Since I turned 60 I have suddenly become a "senior". Now I don't qualify for the old aged pension until I am 64 so technically I am still "working age" but twice in the last week I have asked if I needed to show my pension pass to receive the answer: "No, you're right love." so I presume I am showing my age! Not the young gal I used to be.
But I guess there is a plus side to that too. I re-registered the car today. Here we get an inspection paper, called a "pink slip", a third party insurance , called a "green slip" and then proceed to the Motor Transport Registry to get the registration stamped ec. At each step of the way I had to wait at least half an hour and at each step got into conversation with an interesting person. At my age no-one is shy with me. One little girl came bouncing up and sat beside me and produced a doll and was talking away when her mother came up to me and asked who I was. I was a little surprised and told her my name. She said: "You must be a special person as my daughter usually takes an hour or two to talk to somebody she doesn't know and here she is chatting away to you as if she has known you all her life." I must have had that Granma look on my face.
At the next stop it was a young mum who told me about her pregnancy and at the next a woman who told me what a struggle her husband is having with his business. I guess my point here is that it is not necessary to be lonely as you get older. There are so many people just wanting to have a little chat, to find a listening ear, from the youngest to the oldest my companions today just looked at me and saw a nice comfortable person to talk to. No-one special, just another member of the human race.
I wonder now about who I am at this time in my life and where I am heading. Difficult to make plans with Ray the way he is and as our retirement happened eight years ago it is a bit late to plan that. Of course winter is a time when you do ponder the big events in life so I suppose that is what I am doing right now, and when our summer comes again I will spend the time pursuing the simple life and weed the garden and not worry too much with the abstract thoughts.
Had an email from a friend today saying he had received an award from his works and "didn't recognise himself" from what was written on the citation. That can be a nice part of your senior years too, recognition for what you have done as your 25th etc anniversaries as an employee come up. Wonder what sort of citation caregivers get?

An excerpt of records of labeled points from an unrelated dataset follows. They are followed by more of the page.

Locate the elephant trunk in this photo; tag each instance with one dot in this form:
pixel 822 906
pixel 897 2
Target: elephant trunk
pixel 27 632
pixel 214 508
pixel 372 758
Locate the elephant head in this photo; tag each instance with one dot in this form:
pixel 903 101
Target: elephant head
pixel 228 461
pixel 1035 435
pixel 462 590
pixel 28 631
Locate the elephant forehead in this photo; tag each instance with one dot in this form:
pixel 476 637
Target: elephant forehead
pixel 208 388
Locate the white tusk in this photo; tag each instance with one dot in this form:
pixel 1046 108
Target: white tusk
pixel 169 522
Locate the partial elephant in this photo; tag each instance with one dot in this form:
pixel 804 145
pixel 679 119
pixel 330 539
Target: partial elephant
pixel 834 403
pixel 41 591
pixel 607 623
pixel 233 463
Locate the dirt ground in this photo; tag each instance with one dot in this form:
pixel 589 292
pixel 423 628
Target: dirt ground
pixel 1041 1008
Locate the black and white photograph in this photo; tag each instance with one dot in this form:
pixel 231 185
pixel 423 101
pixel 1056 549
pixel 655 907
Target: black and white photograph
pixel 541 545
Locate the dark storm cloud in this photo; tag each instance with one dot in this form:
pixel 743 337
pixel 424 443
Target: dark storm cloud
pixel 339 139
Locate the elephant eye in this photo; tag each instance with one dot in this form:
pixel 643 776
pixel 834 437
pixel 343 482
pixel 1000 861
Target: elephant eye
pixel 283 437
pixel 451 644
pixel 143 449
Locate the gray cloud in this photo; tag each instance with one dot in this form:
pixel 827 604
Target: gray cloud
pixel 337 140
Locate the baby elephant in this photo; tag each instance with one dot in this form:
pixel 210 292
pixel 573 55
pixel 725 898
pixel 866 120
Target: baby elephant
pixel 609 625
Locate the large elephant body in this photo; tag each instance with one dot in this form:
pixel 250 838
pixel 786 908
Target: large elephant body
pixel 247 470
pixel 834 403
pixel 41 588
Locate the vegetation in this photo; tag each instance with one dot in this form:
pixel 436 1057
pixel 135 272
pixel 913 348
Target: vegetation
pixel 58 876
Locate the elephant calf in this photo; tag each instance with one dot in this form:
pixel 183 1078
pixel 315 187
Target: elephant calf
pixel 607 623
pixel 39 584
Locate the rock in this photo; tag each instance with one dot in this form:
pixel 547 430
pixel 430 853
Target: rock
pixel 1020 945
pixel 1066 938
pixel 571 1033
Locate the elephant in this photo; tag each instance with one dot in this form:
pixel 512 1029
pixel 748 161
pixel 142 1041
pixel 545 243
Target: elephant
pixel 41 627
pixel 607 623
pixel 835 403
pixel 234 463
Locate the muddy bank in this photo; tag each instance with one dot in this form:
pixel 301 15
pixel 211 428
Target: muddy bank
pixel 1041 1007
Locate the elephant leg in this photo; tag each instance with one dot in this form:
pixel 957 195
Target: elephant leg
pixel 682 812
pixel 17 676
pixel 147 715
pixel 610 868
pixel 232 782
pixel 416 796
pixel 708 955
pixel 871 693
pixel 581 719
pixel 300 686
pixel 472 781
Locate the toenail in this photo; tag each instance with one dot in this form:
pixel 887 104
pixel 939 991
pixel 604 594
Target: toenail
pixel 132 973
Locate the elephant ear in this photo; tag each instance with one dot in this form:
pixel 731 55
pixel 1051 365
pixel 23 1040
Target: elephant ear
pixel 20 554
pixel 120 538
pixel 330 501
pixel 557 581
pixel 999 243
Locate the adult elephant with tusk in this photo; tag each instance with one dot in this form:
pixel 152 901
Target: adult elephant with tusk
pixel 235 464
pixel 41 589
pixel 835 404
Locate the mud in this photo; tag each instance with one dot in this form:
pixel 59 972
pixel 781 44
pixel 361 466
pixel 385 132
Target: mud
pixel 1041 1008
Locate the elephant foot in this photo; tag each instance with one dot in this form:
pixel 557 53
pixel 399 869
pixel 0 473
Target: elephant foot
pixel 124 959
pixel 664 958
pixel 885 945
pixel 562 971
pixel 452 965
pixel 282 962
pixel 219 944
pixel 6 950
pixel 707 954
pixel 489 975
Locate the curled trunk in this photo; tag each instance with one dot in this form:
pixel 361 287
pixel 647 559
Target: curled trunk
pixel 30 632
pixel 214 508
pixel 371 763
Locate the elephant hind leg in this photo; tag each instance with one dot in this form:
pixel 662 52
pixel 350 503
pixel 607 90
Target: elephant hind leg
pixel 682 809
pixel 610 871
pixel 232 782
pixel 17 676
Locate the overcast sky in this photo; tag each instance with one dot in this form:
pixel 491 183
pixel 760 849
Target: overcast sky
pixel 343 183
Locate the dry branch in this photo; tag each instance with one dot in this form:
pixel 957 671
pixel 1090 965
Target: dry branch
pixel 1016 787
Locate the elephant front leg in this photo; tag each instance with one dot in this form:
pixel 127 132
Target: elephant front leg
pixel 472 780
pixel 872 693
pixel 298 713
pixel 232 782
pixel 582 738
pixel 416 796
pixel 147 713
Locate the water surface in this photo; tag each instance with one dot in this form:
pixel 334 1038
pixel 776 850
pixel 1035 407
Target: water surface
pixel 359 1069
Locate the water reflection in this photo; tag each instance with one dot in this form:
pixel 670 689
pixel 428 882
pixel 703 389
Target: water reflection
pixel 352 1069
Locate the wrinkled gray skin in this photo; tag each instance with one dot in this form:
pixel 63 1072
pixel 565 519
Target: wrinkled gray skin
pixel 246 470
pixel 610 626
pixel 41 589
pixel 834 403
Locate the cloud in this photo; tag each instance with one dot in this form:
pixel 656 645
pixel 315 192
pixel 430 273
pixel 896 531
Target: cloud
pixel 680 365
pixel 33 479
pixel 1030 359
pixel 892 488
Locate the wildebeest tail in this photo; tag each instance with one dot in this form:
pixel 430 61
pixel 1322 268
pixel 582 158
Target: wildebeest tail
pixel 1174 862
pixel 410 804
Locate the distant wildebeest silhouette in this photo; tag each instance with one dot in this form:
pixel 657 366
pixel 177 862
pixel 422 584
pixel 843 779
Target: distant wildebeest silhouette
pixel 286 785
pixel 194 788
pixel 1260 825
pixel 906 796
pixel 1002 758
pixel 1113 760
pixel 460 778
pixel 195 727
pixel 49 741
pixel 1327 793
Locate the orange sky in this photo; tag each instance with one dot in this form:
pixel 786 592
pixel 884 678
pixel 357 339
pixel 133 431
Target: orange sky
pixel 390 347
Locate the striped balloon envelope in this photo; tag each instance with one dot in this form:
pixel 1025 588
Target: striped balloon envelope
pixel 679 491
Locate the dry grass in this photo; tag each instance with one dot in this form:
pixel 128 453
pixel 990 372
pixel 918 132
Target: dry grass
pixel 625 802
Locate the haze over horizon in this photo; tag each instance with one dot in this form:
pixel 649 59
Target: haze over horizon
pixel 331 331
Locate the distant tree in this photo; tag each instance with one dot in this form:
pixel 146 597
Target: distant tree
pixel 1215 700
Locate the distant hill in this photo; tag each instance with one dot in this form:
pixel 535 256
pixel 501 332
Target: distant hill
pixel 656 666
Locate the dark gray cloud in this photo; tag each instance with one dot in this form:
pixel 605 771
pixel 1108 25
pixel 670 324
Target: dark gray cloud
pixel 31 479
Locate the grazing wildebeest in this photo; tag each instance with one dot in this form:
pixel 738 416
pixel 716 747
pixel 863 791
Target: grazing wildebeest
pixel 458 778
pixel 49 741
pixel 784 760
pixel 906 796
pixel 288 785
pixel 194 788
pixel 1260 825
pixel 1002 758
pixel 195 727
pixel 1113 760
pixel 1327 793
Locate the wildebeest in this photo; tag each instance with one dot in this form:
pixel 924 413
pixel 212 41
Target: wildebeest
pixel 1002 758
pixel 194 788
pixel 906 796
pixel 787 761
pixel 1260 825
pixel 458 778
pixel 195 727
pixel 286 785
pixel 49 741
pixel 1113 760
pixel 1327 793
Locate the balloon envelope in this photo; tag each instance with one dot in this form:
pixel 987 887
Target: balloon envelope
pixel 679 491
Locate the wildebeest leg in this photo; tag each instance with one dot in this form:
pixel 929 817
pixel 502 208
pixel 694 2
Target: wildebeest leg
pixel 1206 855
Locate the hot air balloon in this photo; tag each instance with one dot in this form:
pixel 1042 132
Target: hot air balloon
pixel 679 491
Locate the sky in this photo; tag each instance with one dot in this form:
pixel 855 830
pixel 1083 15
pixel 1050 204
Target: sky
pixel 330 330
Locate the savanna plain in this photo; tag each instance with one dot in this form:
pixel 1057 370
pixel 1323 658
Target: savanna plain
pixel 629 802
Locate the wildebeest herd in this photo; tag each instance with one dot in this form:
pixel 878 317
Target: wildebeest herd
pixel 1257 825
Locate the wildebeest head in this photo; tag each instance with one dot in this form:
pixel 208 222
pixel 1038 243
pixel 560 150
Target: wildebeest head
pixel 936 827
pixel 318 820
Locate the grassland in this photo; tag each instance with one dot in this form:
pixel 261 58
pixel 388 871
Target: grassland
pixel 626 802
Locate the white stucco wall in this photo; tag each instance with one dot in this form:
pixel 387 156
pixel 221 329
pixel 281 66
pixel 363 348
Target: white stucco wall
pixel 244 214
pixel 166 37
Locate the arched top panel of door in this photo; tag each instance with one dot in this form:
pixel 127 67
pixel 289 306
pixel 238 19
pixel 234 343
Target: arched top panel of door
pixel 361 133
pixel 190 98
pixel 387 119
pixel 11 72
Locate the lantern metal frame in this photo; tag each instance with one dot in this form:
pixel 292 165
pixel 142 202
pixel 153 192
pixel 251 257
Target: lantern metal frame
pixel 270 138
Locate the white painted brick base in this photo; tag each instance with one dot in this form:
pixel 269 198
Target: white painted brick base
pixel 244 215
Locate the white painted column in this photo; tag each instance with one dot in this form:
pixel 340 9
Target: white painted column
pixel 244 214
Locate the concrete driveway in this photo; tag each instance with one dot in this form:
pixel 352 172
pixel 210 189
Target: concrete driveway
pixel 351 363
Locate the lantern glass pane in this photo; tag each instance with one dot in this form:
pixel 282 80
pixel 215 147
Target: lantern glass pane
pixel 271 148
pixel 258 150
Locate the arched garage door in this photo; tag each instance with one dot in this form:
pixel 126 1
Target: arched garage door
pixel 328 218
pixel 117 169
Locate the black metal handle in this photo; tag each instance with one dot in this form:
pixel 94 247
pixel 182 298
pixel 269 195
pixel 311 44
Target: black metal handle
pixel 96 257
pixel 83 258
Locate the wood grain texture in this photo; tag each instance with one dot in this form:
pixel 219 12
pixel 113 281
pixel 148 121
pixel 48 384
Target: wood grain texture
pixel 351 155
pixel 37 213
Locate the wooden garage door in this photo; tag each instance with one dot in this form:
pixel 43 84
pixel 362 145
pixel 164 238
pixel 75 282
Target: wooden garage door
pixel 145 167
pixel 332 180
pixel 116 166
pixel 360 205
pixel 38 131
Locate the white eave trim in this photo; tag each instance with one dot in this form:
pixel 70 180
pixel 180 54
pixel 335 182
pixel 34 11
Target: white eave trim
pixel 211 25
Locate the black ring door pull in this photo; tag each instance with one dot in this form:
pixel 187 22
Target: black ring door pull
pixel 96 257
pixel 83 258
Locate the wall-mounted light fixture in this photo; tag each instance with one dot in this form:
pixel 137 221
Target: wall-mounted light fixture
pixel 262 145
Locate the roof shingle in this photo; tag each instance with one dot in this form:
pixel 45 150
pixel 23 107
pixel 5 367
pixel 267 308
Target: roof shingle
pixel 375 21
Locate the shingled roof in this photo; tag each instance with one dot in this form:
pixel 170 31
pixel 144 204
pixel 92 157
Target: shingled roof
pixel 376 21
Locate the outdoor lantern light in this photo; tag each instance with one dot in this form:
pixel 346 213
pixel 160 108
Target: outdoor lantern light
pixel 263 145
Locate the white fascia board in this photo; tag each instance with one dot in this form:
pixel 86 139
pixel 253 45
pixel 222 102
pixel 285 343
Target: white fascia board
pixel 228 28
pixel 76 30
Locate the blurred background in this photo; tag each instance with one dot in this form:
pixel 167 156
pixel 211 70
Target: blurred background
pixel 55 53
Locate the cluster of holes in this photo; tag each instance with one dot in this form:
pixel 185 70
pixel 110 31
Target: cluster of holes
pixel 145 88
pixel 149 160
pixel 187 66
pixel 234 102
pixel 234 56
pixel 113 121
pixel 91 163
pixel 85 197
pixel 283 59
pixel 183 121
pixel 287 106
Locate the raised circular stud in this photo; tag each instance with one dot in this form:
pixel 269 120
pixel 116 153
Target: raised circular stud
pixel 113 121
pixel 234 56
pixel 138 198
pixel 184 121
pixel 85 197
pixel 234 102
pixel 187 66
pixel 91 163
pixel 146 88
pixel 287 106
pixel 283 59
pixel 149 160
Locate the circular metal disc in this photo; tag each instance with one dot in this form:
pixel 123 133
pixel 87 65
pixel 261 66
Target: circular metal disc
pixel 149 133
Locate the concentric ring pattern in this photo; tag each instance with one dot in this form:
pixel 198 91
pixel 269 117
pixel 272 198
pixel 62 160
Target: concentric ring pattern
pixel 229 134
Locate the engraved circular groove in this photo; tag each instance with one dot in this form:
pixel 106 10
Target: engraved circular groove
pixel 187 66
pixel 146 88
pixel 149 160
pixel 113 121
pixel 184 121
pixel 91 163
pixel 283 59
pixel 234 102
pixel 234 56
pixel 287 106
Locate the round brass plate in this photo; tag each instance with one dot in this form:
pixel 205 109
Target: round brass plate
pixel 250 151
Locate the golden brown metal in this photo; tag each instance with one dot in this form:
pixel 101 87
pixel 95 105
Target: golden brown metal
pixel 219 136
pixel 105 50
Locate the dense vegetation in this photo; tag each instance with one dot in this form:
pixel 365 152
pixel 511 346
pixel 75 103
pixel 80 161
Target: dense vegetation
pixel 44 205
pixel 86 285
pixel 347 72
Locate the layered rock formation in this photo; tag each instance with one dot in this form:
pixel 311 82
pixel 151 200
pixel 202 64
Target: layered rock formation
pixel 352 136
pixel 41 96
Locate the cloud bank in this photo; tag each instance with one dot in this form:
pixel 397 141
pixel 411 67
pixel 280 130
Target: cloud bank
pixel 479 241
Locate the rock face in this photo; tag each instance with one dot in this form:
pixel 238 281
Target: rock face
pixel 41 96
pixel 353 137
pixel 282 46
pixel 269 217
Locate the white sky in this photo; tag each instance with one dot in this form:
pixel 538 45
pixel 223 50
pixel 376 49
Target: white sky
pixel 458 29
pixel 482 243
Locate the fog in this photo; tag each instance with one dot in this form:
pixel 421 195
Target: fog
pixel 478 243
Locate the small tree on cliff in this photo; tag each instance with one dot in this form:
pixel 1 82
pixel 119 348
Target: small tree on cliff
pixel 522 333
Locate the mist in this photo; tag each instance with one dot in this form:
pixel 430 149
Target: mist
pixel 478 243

Tomorrow the family come. I am really looking forward to that. Time to play with the grandkids. The weather forecast is horrible so we can set up Granma's video world and get out all the old favourites. The kids probably will play with all the old toys. And the Dads and Uncle Trev with the Lego and Granma and Mum hopefully will have time for a heart to heart. I need to talk to her about family matters.
I learned on Friday that mum is going blind, macular degeneration, at her age, nearly 89, that is understandable but with the Alzheimers that will make it worse. If she goes from the Lodge to the nursing home she will be really lost. And I may have to go each day and feed her her lunch. I don't know how that will work out, but if that is what is needed then I will do it. That is what a dutiful daughter does. All the others out there live it up having lunch in restuarants like my sister did today, so she just told me on Messenger. I could tell today that Mum was "feeling" for her cookie rather than looking for it. It is so sad. So I must cherish the good years I have.
Ray was asking what day it was yesterday and if he had had his lunch? He has some good days, some confused days. We do as much as we are able each day, plodding along as usual. We seem to cope with each new thing too. I guess that is another thing about your senior years, you learn to cope. And sickness starts to become a normal part of everyday conversation. And your friends and their husbands are on medication. And some have a little time in hospital etc for a repair of some kind and it is not just stroke survivors like Ray who do that anymore. Mind you some of my friends still pretend to be "young" too but now I find that amusing not annoying. I am becoming more tolerant too maybe.
So remember, you've got to show me respect, I'm a senior now!